Leighton Art Centre
- Former name: Leighton Centre for Arts and Crafts
- Established: 1974
- Location: Millarville, Alberta
- Coordinates: 50°47′47″N 114°12′43″W﻿ / ﻿50.7964°N 114.2119°W
- Type: Art gallery Art museum Art education centre
- Accreditation: Alberta Register of Historic Places (7 May 2009)
- Key holdings: A. C. Leighton's artwork and archives
- Founder: Barbara Mary Leighton
- Director: Christina Cuthbertson
- Chairperson: Michele Chiasson-Suart
- Architect: A.C. Leighton
- Owner: Leighton Foundation
- Website: www.leightoncentre.org

= Leighton Art Centre =

Art museum in Alberta, Canada

Leighton Art Centre (LAC) is a non-profit public art gallery, museum and education centre near the hamlet of Millarville, Alberta, south of Calgary that was established in 1974. The gallery and museum building were designed as his family's residence by Alfred Crocker Leighton, who was a member of the Royal Society of British Artists (RBA). His widow, Barbara Leighton, first established the gallery to showcase A. C. Leighton's artwork. In 1974, she incorporated the Leighton Foundation to operate the gallery and museum to exhibit his work along with other Albertan artists. The centre was designated as a Provincial Historic Resource on 7 May 2009.

==Overview==
The gallery and museum are located on property that had been purchased by Alfred Crocker Leighton, who was a member of the Royal Society of British Artists (RBA) and had established the Alberta Society of Artists. Leighton was born in 1901 in Hastings, Sussex and served as Art Director of the Art Institute of Calgary starting in 1929. He married one of his art students Barbara Harvey. They purchased the property near Millarville in 1952. Following Leighton's death in 1965, Barbara Leighton completed her diploma course at the Provincial Institute of Design and Technology in 1969. In 1970, she began to use part of her home to display her husband's artwork. By 2020 the property associated with the centre, spanned 80 acres of "Foothills fescue natural grasslands" overlooking the Rocky Mountains to the west.

==Leighton home==
In 1952, Alfred Crocker Leighton (27 October 1901 – 6 May 1965), a member of the Royal Society of British Artists (RBA), and his wife Barbara Mary Leighton (née Harvey) (1909–1986) purchased the property for their family residence. A. C. Leighton designed the house in a predominantly "English Country" style "in a cruciform shape with a central tower to view the magnificent landscape from any direction."

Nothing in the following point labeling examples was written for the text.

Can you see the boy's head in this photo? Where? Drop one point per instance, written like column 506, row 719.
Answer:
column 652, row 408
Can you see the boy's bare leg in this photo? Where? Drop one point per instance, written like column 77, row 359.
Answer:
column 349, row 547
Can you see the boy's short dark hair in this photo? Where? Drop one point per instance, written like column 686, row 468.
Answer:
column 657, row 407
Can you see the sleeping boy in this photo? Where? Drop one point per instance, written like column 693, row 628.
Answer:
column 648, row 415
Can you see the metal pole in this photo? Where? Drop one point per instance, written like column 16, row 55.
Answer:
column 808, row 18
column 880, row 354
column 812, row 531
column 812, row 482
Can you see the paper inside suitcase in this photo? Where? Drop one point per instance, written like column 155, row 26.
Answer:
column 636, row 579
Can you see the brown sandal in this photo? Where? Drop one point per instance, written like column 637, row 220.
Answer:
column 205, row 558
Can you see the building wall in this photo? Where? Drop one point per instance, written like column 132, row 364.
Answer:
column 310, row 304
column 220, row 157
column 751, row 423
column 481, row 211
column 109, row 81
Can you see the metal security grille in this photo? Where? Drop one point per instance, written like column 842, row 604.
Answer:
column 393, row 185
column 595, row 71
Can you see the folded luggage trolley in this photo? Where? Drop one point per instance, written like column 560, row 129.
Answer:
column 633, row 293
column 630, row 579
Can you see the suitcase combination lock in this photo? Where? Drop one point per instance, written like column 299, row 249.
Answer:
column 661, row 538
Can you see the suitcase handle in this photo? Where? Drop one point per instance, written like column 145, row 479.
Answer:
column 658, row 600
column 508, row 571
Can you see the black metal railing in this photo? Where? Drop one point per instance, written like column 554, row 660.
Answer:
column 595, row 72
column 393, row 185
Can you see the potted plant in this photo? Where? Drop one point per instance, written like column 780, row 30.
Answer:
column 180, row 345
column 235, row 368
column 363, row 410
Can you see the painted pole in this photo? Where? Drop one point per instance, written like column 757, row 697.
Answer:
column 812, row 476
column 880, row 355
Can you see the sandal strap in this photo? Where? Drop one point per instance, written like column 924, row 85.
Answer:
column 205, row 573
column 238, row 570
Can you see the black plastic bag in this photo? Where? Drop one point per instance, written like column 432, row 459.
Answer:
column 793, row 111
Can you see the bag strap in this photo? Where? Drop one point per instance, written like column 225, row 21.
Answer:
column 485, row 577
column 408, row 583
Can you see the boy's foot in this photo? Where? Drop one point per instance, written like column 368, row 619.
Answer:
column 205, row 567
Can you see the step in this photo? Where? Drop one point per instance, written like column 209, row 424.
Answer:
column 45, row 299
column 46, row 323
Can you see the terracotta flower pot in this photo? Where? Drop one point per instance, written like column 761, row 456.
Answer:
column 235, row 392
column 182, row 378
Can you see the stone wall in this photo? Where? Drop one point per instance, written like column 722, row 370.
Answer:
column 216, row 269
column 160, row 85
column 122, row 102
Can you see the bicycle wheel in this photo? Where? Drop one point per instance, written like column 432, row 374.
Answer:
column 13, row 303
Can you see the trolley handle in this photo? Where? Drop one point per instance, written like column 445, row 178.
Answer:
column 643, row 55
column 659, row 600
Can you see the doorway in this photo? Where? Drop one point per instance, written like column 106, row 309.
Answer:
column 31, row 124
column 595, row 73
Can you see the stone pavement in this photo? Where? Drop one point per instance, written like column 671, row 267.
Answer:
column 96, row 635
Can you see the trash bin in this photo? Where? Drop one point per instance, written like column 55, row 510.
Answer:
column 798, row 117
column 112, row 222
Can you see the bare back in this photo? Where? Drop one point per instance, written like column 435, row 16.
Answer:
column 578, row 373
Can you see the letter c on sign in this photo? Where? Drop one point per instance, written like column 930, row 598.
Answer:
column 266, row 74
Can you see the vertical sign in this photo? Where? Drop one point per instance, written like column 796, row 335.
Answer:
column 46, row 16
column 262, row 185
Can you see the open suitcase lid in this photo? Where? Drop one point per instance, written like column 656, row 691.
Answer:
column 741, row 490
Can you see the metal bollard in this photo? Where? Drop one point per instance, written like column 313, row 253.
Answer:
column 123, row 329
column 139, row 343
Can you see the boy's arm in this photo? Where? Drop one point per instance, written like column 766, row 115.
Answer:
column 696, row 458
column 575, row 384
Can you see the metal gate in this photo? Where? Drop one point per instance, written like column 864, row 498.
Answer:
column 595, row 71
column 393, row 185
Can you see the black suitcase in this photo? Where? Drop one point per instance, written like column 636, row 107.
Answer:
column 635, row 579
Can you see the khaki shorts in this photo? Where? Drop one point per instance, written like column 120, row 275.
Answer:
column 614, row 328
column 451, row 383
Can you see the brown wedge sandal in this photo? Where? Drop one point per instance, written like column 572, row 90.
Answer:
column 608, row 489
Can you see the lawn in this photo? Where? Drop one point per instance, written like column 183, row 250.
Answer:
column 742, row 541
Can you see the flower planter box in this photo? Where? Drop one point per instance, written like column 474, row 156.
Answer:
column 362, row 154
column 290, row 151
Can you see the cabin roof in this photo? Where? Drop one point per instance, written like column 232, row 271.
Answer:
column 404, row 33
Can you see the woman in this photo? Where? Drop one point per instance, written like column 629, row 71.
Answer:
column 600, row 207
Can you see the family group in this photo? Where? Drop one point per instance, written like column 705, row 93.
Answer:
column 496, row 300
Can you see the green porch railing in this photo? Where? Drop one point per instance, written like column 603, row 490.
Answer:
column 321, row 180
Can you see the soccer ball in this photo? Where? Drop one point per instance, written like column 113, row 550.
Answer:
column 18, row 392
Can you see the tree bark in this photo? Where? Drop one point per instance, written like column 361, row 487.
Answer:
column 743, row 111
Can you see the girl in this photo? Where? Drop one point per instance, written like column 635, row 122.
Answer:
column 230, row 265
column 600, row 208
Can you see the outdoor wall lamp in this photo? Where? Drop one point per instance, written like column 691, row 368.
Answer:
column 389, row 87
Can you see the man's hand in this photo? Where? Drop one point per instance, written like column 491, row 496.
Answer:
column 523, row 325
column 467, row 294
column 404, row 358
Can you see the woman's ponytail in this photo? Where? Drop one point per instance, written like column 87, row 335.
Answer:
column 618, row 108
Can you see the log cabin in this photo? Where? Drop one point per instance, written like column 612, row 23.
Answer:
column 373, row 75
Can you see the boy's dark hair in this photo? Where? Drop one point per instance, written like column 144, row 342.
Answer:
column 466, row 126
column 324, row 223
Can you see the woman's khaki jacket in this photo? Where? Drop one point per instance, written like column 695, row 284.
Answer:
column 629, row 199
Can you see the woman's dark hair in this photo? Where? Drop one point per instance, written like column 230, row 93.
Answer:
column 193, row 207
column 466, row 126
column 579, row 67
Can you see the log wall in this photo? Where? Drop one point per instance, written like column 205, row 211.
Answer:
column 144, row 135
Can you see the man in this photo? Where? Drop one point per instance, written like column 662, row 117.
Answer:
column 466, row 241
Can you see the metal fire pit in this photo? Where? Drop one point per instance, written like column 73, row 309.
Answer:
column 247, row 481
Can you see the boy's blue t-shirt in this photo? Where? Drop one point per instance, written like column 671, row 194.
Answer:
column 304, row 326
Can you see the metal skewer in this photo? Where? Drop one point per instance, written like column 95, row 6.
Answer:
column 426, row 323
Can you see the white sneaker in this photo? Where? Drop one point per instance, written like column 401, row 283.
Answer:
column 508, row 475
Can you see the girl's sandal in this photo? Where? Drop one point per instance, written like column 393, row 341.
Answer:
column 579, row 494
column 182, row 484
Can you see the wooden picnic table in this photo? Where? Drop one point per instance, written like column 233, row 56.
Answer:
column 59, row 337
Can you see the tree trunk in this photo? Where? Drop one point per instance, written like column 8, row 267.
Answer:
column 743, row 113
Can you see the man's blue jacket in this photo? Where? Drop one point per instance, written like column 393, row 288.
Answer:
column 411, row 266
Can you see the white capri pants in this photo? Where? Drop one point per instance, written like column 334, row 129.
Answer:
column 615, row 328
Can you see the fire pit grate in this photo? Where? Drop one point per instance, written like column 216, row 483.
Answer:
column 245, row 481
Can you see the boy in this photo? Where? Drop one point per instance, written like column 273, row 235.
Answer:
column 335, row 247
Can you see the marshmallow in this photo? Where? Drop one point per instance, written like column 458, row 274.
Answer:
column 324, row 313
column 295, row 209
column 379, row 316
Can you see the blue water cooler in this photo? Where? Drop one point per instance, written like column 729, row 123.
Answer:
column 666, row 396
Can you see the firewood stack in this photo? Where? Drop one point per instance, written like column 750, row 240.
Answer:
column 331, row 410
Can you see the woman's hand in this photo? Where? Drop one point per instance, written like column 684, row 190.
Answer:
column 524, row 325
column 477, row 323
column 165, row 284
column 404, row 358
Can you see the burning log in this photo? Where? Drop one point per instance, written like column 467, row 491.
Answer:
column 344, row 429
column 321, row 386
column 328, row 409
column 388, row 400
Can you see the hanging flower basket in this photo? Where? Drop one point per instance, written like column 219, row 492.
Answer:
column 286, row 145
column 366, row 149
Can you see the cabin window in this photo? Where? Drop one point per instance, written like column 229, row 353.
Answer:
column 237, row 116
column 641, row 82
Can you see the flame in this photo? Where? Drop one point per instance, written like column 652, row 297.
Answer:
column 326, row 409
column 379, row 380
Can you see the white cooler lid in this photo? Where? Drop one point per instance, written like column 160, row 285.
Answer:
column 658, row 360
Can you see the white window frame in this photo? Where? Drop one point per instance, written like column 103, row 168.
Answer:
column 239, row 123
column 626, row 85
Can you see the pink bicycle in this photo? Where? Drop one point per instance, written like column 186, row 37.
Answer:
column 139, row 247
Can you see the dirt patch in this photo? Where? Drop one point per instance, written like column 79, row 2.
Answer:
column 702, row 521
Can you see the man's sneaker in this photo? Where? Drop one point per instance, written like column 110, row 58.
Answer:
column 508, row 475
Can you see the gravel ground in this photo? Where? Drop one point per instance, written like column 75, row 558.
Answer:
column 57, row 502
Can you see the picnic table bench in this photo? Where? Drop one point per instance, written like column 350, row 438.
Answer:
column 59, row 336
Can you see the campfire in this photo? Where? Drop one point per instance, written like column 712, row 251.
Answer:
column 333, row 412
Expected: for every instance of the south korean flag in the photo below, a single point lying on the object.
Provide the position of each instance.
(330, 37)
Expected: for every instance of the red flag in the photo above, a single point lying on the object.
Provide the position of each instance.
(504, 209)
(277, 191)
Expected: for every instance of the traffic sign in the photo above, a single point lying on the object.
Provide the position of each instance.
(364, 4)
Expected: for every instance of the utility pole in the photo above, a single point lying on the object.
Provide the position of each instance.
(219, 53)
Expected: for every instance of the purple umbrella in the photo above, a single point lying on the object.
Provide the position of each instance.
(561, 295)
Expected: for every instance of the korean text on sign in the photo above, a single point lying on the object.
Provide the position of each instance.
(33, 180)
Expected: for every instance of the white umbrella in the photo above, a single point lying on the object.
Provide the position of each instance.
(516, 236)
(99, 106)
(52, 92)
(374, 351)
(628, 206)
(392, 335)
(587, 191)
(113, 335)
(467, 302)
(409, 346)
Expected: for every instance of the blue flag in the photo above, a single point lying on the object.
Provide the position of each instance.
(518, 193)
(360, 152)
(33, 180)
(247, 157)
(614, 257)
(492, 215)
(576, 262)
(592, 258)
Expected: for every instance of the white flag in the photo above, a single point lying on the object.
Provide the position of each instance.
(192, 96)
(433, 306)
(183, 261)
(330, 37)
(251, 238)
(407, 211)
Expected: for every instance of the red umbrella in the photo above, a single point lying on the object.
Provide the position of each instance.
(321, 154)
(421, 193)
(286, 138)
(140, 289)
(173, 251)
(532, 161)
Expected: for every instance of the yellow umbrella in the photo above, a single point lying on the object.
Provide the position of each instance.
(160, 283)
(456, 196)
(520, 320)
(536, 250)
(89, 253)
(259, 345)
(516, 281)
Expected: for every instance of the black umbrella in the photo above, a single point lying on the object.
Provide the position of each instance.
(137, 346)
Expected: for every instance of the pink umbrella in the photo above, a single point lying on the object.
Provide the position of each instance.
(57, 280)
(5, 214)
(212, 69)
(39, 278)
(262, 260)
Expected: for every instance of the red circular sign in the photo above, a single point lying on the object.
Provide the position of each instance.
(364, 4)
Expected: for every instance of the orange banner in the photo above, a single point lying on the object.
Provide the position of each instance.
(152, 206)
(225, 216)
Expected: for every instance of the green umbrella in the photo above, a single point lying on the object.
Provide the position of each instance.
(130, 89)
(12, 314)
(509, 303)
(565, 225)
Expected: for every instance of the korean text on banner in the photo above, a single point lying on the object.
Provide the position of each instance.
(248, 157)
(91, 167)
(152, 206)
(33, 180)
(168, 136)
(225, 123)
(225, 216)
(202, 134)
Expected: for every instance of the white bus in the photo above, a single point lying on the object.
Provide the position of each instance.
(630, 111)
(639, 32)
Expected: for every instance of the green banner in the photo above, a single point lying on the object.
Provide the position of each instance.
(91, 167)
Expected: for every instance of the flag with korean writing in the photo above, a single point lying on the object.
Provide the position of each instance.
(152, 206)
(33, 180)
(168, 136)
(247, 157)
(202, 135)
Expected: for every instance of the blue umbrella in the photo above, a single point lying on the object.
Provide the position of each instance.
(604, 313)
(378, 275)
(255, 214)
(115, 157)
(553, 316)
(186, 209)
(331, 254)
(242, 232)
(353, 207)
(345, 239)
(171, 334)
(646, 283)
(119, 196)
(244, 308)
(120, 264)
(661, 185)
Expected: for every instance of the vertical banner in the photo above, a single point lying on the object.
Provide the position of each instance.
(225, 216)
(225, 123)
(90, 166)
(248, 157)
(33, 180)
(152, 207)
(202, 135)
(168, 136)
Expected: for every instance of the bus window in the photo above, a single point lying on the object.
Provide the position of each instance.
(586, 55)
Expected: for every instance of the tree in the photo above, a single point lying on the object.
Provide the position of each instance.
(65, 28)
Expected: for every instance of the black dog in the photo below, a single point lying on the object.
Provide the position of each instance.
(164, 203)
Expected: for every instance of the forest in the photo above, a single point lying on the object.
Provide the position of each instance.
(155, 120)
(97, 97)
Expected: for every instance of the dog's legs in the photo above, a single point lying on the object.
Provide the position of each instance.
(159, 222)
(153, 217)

The Leighton's named their home Ballyhamage after a one-room schoolhouse constructed in 1919, and later abandoned, that was on their property. Barbara Leighton purchased the original Ballyhamage schoolhouse, which had been abandoned. She converted it first into an art studio and later into its present use as a children's education centre. Over the years, the centre expanded in membership and size, and Barbara added two other buildings to accommodate classes in batik, copper enamelling, weaving, tie-dyeing, pottery, wood-working, print-making, jewellery-making, and silver-smithing.

==Leighton Foundation==
In 1974, Barbara Leighton turned her home into a gallery to showcase the work of A. C. Leighton as well as works by other Alberta artists such as Stan Perrott, Barbara Ballachey, Jim Nicoll, Marion Nicholl, Rick Grandmaison, Janet Mitchell, Roland Gissing, Illingworth Kerr, and sculptor Richard Roenisch. Over 150 archived items from The Leighton Art Centre and museum are featured in the Virtual Museum of Canada, which is administered by the Canadian Museum of History.

==Activities==
By 2020, the centre had 300 members and held year round educational programs as well as exhibitions of the work of contemporary artists.